Published: Monday, February 25, 2013

Updated: Monday, February 25, 2013 02:02

This spring, the University continues its review of the academic core curriculum, and tomorrow, a number of students will be joining in the ongoing discussion. The student focus group will be asked to answer one basic question: “What do you see for the future of the BC core curriculum?” Though simple in structure, this question and the answers it yields will shape the future of education on Boston College’s campus.

Last updated in 1991, the core strives to inspire intellectual engagement, to establish an enduring foundation, and to chart a purposeful journey. The goal is that students will become dynamic citizens of the world, having received a well-rounded, interdisciplinary education. Personally, I’ve always admired and valued what the core stands for. It sets BC and other Jesuit universities apart from other schools, and provides students with a broad knowledge in a wide range of disciplines. Yes, please, go ahead and cue cliches like “Education of the Whole Person” and “Men and Women for Others” because these oft-repeated phrases are exactly what I believe the core renewal should focus on.

As it exists now, the core is undeniably important. Though many students dread taking core classes, nearly as many end up finding a unique academic path that they didn’t know existed, and some choose to pursue a new major or minor. Moreover, the core unites the student body, giving every student that graduates from BC a common academic experience that, if nothing else, has challenged us to think more critically about the world.

The benefits of the current system are clear, and should be preserved. However, I feel the core can become an even more finely honed tool.  
Keeping in mind the idea of educating the whole person, I encourage the University to focus on reviewing the cultural diversity aspect of the core. Currently, the cultural diversity requirement is usually fulfilled with classes that have little relevance to the daily life of BC students. While many of these classes are interesting and informative, they have little application to interactions between students of different backgrounds and, unfortunately, forming meaningful and open-minded relationships with people of different ethnic and socioeconomic backgrounds is an aspect of campus life that many students struggle with.

I suggest that the core class in cultural diversity be revitalized as a small, discussion-based seminar held during the freshman year and required for all first-year students.
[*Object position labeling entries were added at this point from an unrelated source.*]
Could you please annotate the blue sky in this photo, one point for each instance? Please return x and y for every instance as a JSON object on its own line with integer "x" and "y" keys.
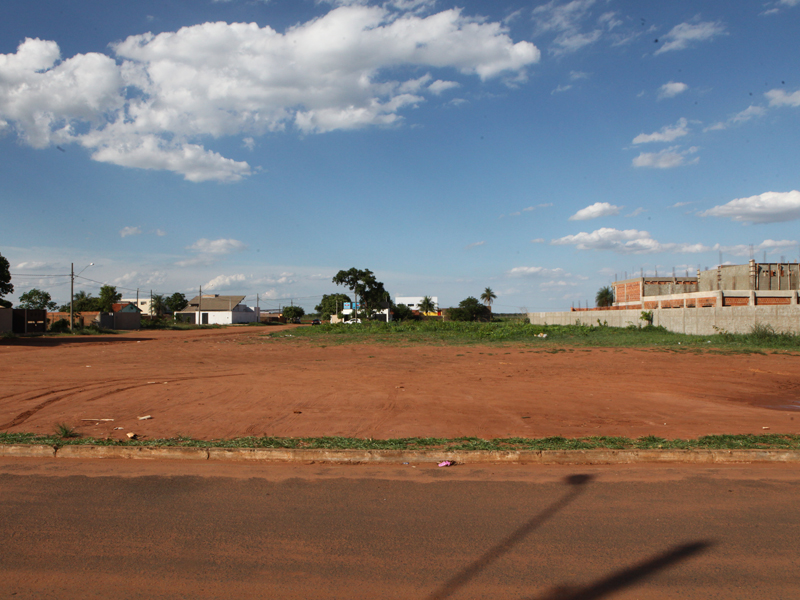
{"x": 252, "y": 147}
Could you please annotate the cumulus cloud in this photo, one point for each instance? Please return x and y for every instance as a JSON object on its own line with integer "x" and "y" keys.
{"x": 224, "y": 281}
{"x": 628, "y": 241}
{"x": 666, "y": 159}
{"x": 672, "y": 89}
{"x": 208, "y": 251}
{"x": 593, "y": 211}
{"x": 686, "y": 34}
{"x": 743, "y": 116}
{"x": 769, "y": 207}
{"x": 781, "y": 98}
{"x": 126, "y": 231}
{"x": 666, "y": 134}
{"x": 536, "y": 271}
{"x": 153, "y": 103}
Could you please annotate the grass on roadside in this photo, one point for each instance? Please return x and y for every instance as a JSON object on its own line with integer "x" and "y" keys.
{"x": 709, "y": 442}
{"x": 762, "y": 337}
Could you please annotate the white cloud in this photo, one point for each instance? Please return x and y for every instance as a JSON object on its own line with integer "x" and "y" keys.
{"x": 672, "y": 89}
{"x": 217, "y": 247}
{"x": 683, "y": 35}
{"x": 536, "y": 271}
{"x": 628, "y": 241}
{"x": 769, "y": 207}
{"x": 596, "y": 210}
{"x": 126, "y": 231}
{"x": 666, "y": 159}
{"x": 209, "y": 251}
{"x": 224, "y": 281}
{"x": 154, "y": 103}
{"x": 667, "y": 134}
{"x": 781, "y": 98}
{"x": 748, "y": 113}
{"x": 439, "y": 86}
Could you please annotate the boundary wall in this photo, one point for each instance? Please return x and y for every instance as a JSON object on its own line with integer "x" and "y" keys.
{"x": 696, "y": 320}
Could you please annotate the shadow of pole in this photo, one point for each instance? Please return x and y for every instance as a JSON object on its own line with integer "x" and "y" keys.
{"x": 461, "y": 579}
{"x": 629, "y": 576}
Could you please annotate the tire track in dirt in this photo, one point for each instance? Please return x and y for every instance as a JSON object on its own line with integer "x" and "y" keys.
{"x": 24, "y": 416}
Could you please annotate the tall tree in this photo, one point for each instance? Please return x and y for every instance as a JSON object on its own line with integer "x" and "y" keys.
{"x": 331, "y": 304}
{"x": 108, "y": 296}
{"x": 158, "y": 305}
{"x": 488, "y": 297}
{"x": 604, "y": 297}
{"x": 177, "y": 302}
{"x": 36, "y": 299}
{"x": 6, "y": 287}
{"x": 368, "y": 291}
{"x": 293, "y": 312}
{"x": 427, "y": 305}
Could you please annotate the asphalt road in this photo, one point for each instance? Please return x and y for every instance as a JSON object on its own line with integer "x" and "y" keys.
{"x": 139, "y": 529}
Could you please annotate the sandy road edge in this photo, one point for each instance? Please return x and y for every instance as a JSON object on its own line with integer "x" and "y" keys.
{"x": 542, "y": 457}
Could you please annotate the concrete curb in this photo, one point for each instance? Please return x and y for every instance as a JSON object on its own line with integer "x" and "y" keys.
{"x": 540, "y": 457}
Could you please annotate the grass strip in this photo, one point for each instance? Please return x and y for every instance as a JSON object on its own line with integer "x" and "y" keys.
{"x": 598, "y": 336}
{"x": 772, "y": 441}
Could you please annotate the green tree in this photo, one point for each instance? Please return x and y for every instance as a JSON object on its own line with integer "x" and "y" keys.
{"x": 6, "y": 287}
{"x": 470, "y": 309}
{"x": 82, "y": 302}
{"x": 427, "y": 305}
{"x": 488, "y": 297}
{"x": 176, "y": 302}
{"x": 36, "y": 299}
{"x": 401, "y": 312}
{"x": 158, "y": 305}
{"x": 293, "y": 312}
{"x": 604, "y": 297}
{"x": 108, "y": 296}
{"x": 368, "y": 291}
{"x": 331, "y": 304}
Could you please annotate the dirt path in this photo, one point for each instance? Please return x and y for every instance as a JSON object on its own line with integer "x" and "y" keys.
{"x": 234, "y": 382}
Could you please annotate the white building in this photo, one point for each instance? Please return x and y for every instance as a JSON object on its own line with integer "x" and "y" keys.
{"x": 413, "y": 302}
{"x": 214, "y": 309}
{"x": 143, "y": 304}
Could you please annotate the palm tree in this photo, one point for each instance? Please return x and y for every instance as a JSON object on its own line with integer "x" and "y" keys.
{"x": 487, "y": 297}
{"x": 604, "y": 297}
{"x": 427, "y": 305}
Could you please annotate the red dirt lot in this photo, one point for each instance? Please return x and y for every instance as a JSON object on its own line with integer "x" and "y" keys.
{"x": 235, "y": 382}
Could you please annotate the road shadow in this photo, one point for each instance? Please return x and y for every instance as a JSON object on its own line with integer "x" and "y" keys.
{"x": 600, "y": 588}
{"x": 576, "y": 485}
{"x": 628, "y": 576}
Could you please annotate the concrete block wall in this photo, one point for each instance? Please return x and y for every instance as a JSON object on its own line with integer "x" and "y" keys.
{"x": 694, "y": 321}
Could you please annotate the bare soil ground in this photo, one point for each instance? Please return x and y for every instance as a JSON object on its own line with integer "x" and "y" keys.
{"x": 235, "y": 382}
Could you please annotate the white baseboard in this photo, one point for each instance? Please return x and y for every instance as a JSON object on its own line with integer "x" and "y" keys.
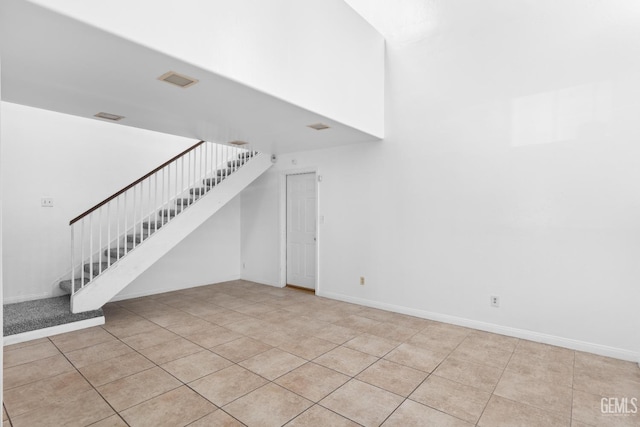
{"x": 53, "y": 330}
{"x": 146, "y": 293}
{"x": 617, "y": 353}
{"x": 261, "y": 282}
{"x": 23, "y": 298}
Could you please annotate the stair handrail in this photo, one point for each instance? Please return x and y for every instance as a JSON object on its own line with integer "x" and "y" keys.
{"x": 133, "y": 184}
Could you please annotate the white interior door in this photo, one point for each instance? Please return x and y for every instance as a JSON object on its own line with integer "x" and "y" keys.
{"x": 301, "y": 230}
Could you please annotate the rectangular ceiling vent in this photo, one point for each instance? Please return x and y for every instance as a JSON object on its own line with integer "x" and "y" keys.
{"x": 178, "y": 79}
{"x": 318, "y": 126}
{"x": 108, "y": 116}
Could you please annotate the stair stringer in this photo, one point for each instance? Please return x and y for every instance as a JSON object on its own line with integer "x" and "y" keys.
{"x": 126, "y": 270}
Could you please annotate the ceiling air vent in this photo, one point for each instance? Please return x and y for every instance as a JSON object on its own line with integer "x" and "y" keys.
{"x": 318, "y": 126}
{"x": 178, "y": 79}
{"x": 109, "y": 116}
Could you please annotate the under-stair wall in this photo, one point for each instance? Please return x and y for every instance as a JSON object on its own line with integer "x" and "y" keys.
{"x": 208, "y": 187}
{"x": 36, "y": 239}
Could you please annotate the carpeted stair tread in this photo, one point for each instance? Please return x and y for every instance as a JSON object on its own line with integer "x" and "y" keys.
{"x": 198, "y": 191}
{"x": 137, "y": 238}
{"x": 44, "y": 313}
{"x": 113, "y": 252}
{"x": 210, "y": 182}
{"x": 96, "y": 267}
{"x": 153, "y": 225}
{"x": 65, "y": 285}
{"x": 224, "y": 172}
{"x": 235, "y": 163}
{"x": 170, "y": 213}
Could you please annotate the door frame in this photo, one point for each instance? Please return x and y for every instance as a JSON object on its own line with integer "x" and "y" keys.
{"x": 283, "y": 223}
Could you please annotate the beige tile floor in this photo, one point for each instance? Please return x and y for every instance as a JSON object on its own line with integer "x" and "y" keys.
{"x": 239, "y": 353}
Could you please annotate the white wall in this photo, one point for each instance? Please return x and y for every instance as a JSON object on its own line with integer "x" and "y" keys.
{"x": 209, "y": 255}
{"x": 511, "y": 167}
{"x": 1, "y": 263}
{"x": 78, "y": 162}
{"x": 316, "y": 54}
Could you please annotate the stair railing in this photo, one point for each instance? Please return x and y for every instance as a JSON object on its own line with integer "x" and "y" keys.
{"x": 121, "y": 222}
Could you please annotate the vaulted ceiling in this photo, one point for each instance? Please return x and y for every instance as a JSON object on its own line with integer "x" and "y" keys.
{"x": 53, "y": 62}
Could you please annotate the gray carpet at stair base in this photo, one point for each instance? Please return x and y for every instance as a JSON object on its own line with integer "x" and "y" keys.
{"x": 43, "y": 313}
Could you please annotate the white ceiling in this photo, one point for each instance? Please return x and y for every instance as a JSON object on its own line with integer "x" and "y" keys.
{"x": 53, "y": 62}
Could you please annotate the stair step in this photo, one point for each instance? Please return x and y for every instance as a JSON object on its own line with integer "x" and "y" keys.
{"x": 224, "y": 172}
{"x": 168, "y": 212}
{"x": 138, "y": 238}
{"x": 184, "y": 202}
{"x": 199, "y": 191}
{"x": 113, "y": 252}
{"x": 65, "y": 285}
{"x": 210, "y": 182}
{"x": 42, "y": 313}
{"x": 96, "y": 267}
{"x": 235, "y": 163}
{"x": 153, "y": 225}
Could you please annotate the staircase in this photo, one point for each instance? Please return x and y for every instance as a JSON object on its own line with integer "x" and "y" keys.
{"x": 118, "y": 239}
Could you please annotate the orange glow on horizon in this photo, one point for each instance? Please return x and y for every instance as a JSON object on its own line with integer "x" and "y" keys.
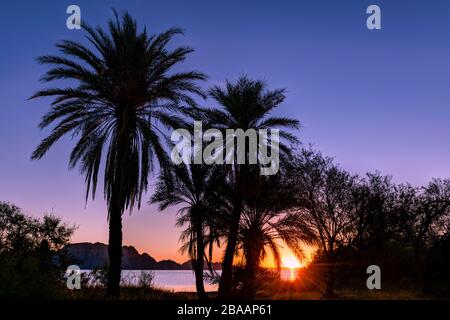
{"x": 291, "y": 262}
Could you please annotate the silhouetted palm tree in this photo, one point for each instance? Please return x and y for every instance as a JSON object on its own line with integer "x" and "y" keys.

In this class, students could read and discuss various texts related to cultural diversity, including books on race relations and cultural identity. The result would be a student body far more educated on issues of diversity, fostering a more accepting, less prejudicial community.

Frequently overlooked, another issue I would love to see the core curriculum address is sustainability. Most often defined as meeting our present needs without compromising the ability of future generations to meet their needs, sustainability should no longer be an elective. Sustainability curricula are still relatively rare in American colleges and universities, but courses built around the core ideas and methods of sustainability are growing, and can be expected to produce more formal degree programs in the future. As a University that prides itself on being ahead of the curve, BC needs to take action now to incorporate sustainable issues into every student’s academic experience.

Regular renewal of the core curriculum is crucial, and absolutely necessary if we are to continue to be one of the nation’s premier academic institutions. To those involved in the review process, make wise decisions —continue BC’s legacy of educating men and women for the world.